Thornicroft and colleagues recently reported on the undertreatment of people with major depressive disorder (MDD) in 21 countries. Reference Thornicroft, Chatterji, Evans-Lacko, Gruber, Sampson and Aguilar-Gaxiola1 Their conclusions suggest that better diagnosis and treatment of major depression worldwide, particularly in low-income countries, should improve health outcomes. Such improvements should contribute, in particular, to reducing rates of suicide, which are closely associated with MDD. Reference Tondo and Baldessarini2
Accordingly, we considered relationships between the reported national rates of treatment for MDD overall or for identified cases who wanted treatment, Reference Thornicroft, Chatterji, Evans-Lacko, Gruber, Sampson and Aguilar-Gaxiola1 versus annual suicide rates as reported by the World Health Organization. 3 In data available from 12 countries of greater versus 8 of lesser wealth listed by Thornicroft et al, Reference Thornicroft, Chatterji, Evans-Lacko, Gruber, Sampson and Aguilar-Gaxiola1 annual suicide rates averaged 9.48 (95% CI 6.80–12.2) v. 5.31 (2.23–8.40) respectively per 100 000 (t = 2.27, P = 0.04). Rates of minimally adequate treatment of identified MDD cases differed correspondingly: 48.2% (40.9–55.5) v. 28.7% (14.0–43.4) among those who wanted treatment (t = 3.01, P = 0.008), and 23.4% (19.6–27.3) v. 7.36% (3.35–11.4) for MDD cases overall (t = 6.28, P<0.0001). Moreover, there was a strong, direct, linear correlation between greater rates of treatment (by either measure) and higher suicide rates (r s = 0.644, P = 0.005; slope for rates of treatment of those wanting it: 0.154 (0.049–0.260), t = 3.09, P = 0.006).
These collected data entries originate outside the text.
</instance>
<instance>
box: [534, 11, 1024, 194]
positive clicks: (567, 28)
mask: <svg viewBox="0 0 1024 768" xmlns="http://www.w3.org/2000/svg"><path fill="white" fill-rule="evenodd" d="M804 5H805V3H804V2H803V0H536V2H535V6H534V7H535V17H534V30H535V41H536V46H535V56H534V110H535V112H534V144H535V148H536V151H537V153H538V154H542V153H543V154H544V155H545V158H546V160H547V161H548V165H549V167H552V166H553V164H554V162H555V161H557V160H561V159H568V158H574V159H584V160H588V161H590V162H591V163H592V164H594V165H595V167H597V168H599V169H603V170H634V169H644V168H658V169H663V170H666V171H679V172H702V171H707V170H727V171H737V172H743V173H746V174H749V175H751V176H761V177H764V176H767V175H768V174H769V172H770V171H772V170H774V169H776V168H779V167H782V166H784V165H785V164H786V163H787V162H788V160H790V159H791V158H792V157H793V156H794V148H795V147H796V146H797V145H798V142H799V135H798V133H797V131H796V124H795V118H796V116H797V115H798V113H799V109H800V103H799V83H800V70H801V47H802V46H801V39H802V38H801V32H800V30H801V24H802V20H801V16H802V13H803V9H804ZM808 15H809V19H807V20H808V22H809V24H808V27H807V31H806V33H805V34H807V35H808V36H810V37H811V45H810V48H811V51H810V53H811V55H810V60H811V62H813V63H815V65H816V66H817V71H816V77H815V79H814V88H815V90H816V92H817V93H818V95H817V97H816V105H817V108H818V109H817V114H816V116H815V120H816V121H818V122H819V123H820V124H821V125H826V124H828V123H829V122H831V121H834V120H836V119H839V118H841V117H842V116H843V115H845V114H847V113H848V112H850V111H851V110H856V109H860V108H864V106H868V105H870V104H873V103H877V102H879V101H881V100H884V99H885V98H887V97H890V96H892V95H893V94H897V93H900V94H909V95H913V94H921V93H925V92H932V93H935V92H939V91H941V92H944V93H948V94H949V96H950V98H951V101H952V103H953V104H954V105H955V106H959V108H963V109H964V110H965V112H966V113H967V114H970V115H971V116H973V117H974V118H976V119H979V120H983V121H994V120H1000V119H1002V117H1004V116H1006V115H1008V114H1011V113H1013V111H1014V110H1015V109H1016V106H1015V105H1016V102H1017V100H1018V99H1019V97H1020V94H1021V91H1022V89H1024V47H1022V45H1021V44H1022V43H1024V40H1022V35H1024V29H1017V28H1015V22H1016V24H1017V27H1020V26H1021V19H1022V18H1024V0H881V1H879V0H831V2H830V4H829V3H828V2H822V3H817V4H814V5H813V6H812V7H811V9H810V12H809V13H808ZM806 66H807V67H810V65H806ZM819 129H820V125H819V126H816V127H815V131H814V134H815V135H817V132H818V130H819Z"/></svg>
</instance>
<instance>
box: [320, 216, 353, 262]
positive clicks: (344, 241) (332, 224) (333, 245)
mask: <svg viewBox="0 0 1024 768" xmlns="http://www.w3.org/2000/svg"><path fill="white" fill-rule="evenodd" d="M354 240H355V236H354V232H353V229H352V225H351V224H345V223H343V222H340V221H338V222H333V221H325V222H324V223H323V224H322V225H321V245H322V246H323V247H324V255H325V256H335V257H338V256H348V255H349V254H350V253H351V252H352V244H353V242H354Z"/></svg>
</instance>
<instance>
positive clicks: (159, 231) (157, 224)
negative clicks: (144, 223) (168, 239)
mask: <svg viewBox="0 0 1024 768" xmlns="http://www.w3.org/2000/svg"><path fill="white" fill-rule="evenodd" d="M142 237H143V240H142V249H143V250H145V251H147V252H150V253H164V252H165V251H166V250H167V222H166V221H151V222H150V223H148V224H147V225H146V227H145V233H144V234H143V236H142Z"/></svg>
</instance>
These observations are sobering in indicating: (a) surprisingly low observed rates of minimally adequate treatment for MDD, especially in less affluent countries, and (b) absence of lower suicide rates with greater rates of treatment. However, we propose that the various numerical estimates involved are susceptible to errors of ascertainment. Notably, the relatively low reported suicide rates in less affluent regions may, at least partly, reflect incomplete reporting. Low observed rates of treatment, instead, probably reflect complex differences that may include ascertainment errors, less access to care (lower clinician density and economic factors) and cultural factors, between relatively wealthy and poor countries. Efforts to reduce morbidity and mortality, including reduction of suicide risks, by improving recognition and treatment of MDD are highly laudable. However, their demonstration may require relatively challenging, within-region outcome measures, such as valid comparisons of suicide rates before versus after interventions aimed at improving clinical care.